A review of Everybody Always Tells by E R Punshon – 230323
Surely one of the reasons that E R Punshon’s Bobby Owen series fell into undeserved obscurity is the poor choice of titles. Everybody Always Tells is not one that leaps off the book cover and demands that the reader invests some time in reading it. The title comes from Owen’s oft repeated, at least in this book, and somewhat optimistic view that eventually everybody tells the truth, but the auditor is to be alert enough to recognise when the truth is being told and about what.
This is the twenty-seventh outing for Bobby Owen, now an officer in the upper echelons of Scotland Yard, originally published in 1950 and now reissued by the inestimable Dean Street Press. It is remarkable to think that Punshon was in his late seventies when he wrote this and for that reason alone, he can be forgiven a certain formulaic feel to the structure of the book. There is the set-up, some detailed police procedural work, a review of the facts and theories garnered to date with Olive, Owen’s wife, operating as a sounding board and a more than diligent provider of direction, some more investigation, and then the denouement involving a dramatic set piece in which our hero puts himself in jeopardy to bring the case to its conclusion.
Bobby Owen will never be short of interesting cases while he is attached to the human crime magnet that is his wife.

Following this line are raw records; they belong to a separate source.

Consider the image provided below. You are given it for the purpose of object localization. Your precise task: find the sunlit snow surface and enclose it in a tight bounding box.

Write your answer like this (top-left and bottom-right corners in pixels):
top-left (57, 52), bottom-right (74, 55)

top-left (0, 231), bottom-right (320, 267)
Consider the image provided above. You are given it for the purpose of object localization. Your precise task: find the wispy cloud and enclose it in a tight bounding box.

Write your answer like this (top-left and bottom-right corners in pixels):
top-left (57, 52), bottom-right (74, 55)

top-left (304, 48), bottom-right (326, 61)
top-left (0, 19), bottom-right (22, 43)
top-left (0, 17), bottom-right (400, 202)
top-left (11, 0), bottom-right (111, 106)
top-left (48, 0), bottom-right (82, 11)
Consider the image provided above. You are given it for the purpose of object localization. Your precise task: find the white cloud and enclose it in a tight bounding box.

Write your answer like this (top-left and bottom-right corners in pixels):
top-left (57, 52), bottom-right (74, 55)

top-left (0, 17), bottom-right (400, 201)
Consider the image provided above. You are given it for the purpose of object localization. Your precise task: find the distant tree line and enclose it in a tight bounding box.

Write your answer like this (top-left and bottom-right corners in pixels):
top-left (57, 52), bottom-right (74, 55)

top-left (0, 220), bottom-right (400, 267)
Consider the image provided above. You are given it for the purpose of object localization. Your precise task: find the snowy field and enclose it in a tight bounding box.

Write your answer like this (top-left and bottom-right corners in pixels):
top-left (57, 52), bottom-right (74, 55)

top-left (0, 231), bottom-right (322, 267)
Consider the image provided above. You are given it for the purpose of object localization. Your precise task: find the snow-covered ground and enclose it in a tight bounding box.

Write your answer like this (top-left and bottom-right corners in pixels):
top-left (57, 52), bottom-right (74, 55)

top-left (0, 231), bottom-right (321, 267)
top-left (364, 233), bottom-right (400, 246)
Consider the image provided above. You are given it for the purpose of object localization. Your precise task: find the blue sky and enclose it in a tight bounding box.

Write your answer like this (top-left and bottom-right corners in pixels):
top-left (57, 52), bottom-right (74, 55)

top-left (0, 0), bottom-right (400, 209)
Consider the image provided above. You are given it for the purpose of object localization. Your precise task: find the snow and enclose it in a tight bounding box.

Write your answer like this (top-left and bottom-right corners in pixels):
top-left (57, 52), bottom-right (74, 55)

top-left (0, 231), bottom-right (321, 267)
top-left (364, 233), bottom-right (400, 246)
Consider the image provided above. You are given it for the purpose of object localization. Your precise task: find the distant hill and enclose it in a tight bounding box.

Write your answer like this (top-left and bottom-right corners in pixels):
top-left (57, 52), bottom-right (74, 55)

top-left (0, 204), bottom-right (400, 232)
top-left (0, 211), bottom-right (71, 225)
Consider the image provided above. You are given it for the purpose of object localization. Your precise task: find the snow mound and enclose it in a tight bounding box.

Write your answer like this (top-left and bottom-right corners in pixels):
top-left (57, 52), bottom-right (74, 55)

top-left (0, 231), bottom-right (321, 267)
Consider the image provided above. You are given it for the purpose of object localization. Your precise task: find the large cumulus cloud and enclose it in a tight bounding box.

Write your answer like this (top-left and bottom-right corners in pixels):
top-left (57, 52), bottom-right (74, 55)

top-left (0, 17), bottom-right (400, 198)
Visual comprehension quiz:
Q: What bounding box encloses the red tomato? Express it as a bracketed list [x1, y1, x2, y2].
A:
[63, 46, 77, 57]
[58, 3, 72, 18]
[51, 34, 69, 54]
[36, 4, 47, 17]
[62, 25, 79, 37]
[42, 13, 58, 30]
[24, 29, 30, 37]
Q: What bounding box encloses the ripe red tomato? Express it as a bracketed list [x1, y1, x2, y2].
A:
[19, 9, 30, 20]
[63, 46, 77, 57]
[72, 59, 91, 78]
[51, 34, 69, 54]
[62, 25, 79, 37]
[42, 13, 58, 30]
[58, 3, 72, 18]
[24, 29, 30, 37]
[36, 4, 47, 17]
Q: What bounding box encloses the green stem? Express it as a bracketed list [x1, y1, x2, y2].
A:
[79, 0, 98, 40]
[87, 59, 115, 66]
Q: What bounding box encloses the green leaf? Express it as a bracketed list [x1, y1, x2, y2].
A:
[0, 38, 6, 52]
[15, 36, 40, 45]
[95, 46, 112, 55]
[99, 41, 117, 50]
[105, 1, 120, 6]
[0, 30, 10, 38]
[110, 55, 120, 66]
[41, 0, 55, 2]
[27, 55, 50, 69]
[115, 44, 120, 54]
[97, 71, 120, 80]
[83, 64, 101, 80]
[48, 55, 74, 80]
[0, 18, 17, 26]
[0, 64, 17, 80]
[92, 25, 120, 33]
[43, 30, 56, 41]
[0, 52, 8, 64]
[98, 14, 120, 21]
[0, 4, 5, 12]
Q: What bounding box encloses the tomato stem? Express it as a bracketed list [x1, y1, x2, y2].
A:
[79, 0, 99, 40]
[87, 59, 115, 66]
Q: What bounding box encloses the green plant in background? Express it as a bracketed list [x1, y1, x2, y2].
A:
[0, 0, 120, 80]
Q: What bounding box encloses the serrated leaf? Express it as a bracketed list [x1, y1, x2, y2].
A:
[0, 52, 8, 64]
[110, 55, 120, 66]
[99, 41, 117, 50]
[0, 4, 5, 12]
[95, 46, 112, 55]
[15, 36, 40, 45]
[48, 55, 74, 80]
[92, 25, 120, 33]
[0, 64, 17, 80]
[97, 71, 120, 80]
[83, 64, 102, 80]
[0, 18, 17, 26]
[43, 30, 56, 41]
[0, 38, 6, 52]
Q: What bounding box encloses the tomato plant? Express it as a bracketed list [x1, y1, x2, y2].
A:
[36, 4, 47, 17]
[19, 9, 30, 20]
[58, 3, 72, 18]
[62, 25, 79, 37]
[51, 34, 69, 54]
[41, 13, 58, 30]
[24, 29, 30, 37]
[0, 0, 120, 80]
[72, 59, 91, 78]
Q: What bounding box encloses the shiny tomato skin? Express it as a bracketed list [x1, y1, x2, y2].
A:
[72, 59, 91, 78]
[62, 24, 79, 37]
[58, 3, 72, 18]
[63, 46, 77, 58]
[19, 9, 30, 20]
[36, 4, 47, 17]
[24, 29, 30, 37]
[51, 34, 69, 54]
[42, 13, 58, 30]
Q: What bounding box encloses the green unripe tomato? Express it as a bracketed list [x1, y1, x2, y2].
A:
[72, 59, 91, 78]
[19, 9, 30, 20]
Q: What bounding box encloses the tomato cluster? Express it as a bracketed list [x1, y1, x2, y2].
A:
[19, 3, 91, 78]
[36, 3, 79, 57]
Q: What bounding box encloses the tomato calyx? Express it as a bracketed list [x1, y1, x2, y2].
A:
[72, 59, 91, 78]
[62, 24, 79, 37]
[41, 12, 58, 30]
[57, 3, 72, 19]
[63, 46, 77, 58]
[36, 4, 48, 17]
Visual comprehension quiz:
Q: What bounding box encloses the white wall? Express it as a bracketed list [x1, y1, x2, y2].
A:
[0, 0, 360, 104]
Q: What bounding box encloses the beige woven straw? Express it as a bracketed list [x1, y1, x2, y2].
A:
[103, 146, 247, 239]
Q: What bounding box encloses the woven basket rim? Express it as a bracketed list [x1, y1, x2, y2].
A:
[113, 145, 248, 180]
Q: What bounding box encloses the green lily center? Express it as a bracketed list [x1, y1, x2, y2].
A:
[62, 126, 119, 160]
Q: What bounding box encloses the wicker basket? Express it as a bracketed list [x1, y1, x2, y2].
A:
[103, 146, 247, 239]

The book starts with the couple, Bobby more the reluctant bag carrier, bargain-hunting in a famous store when a necklace is placed in Olive’s handbag. The person who put the necklace there is identified as the eccentric aristocrat, Lord Newdagonby, and when Bobby visits him to find out why, he walks into a darker mystery. Newdagonby’s daughter, upon whom he dotes, has received several death threats. While Bobby is there, the alarm is raised and when the rescue party reach a room on the upper floor of a rabbit warren of an old pile, they find Newdagonby’s son-in-law, Ivor Findlay, in his death throes, having been stabbed. He dies soon afterwards. Why was he killed and not his wife?
This is a form of locked-room murder mystery and there are a bewildering number of clues and possible motives, some red herrings, but, in truth, precious few suspects. There is marriage infidelity, a splash of existentialism, a fixation on Byron, an invention that is likely to revolutionise the industrial process, the literal cutting edge of technology, thwarted ambitions, two peep holes cut at a certain height, a poker, and two missing guinea pigs, about which Bobby Owen is obsessed to the irritation of all he meets but which, rather like Holmes’ dog that did not bark, hold the clue to the mystery.
This is another book in which Punshon has created an intriguing female character. Mrs Findlay, Newdagonby’s daughter, is portrayed as a restless soul, who is in search of her real self. She spent eighteen months exploring being good but ultimately found that she was not getting anything out of religion and is now exploring her darker, wicked self. She is a character rich in potential and I felt that a more energetic Punshon from his earlier days might well have made more of her. Instead, he allows Owen to reveal to her her folly to dramatic effect. She rushes off only to find herself in a life-threatening predicament. Naturally, Bobby rushes to her rescue but the woman has undergone such a Damascene conversion that any hopes that our hero had of bringing the culprit to justice are smashed to smithereens.
This is a well-written, intriguing murder mystery, perhaps not Punshon at his very best, but a book that is worth a read.